Leishan County magistrate Yuan Gang said this is just the start and big data is helping lift many communities out of poverty. "Traditional industries are not suitable for Guizhou," he said. "And we don't want to stick to the old development pattern at the cost of pollution. Hence Guizhou chose to develop big data with a head start in high-end industry."
It was this new thinking that led the Guizhou government to choose the big data industry in 2014 as a way to catch up and even overtake more developed provinces. Now Guizhou is fast becoming a big data lab, with its high hills and cheap power having already made it a home for China's server farms.
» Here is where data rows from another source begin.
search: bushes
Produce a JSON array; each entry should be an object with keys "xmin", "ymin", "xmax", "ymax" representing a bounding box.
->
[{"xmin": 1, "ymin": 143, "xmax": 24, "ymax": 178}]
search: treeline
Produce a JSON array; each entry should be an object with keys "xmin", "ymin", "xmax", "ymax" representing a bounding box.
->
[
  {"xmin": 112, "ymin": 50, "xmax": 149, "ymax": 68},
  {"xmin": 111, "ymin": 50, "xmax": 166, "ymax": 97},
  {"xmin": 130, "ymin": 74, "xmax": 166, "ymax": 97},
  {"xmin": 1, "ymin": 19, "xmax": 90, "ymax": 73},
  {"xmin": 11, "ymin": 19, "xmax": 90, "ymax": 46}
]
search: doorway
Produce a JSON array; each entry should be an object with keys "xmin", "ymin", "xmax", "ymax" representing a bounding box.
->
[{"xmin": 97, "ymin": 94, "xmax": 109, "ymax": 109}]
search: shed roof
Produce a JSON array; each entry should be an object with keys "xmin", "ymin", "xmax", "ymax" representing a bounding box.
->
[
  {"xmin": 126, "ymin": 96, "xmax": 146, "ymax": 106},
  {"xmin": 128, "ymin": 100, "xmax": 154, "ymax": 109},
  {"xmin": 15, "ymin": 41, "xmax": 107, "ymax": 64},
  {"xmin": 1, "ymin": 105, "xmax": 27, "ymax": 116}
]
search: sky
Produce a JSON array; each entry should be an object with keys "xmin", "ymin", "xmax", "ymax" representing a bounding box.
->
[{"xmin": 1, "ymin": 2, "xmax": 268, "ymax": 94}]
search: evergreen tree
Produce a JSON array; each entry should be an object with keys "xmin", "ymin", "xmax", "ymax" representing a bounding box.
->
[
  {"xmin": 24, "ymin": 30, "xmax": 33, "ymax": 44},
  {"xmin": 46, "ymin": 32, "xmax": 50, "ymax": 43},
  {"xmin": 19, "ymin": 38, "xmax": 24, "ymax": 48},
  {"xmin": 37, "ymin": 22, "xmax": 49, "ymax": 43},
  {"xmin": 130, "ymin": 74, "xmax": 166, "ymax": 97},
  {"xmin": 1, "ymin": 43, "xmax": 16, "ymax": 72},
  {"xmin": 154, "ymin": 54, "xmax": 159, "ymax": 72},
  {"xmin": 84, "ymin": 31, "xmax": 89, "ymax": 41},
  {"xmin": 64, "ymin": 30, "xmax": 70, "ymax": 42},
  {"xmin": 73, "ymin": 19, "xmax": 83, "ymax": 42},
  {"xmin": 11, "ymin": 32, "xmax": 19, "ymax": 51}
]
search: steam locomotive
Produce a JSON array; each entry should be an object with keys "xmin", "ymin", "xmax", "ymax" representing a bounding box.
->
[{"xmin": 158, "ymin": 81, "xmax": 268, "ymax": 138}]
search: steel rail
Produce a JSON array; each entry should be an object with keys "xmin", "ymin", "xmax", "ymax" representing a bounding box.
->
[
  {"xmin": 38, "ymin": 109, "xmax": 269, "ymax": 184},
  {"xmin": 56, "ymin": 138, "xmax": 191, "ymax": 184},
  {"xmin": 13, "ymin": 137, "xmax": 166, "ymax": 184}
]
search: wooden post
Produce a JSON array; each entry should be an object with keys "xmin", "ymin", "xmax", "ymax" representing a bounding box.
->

State-level big data development zones, big data centers and big data exchanges have all been set up, followed by an international big data expo in provincial capital Guiyang earlier this year.
The province has also started the Guizhou On Cloud program, using cloud technology to provide platforms for data sharing among governments, businesses and the general public.
In private sectors, the province has not only attracted a number of the world's top-level enterprises such as Microsoft and Huawei but has also made its own successes, such as the country's leading big data-driven logistic company, TruckAlliance.
It all seems far-fetched that a poor province is becoming a leader in big data. But in fact, the relative lack of development is being seen as a strength – or rather, a blank page on which to design a truly 21st century big data network which in turn will lead to innovation in almost every field.
Training China's tech entrepreneurs of the future is a significant part of innovation process in Guizhou. Those entrepreneurs are very likely to come from local academic institutions. For example, Guizhou Institute of Technology has just started a Big Data degree where students will learn the business of tomorrow, not just in the classroom but at some of China's biggest tech companies like Alibaba.
According to the school's president Long Fenjie, innovation is a course requirement. All students should work as a team on practical projects coming from teachers, companies and themselves. The president considers that as the most challenging but most meaningful thing they are doing at present.
"We are expecting at least 600 selected projects a year for students," he told CGTN. Moreover, they also hope three percent of the students will become successful entrepreneurs like Zuckerberg in the future, he added.
Big data solutions are increasingly applied in small villages, not just in Guizhou but across China. The billions of bits of information available online are being harnessed in revolutionary ways. From transport to tourism, the information harvested from big data is creating efficiency never before imagined.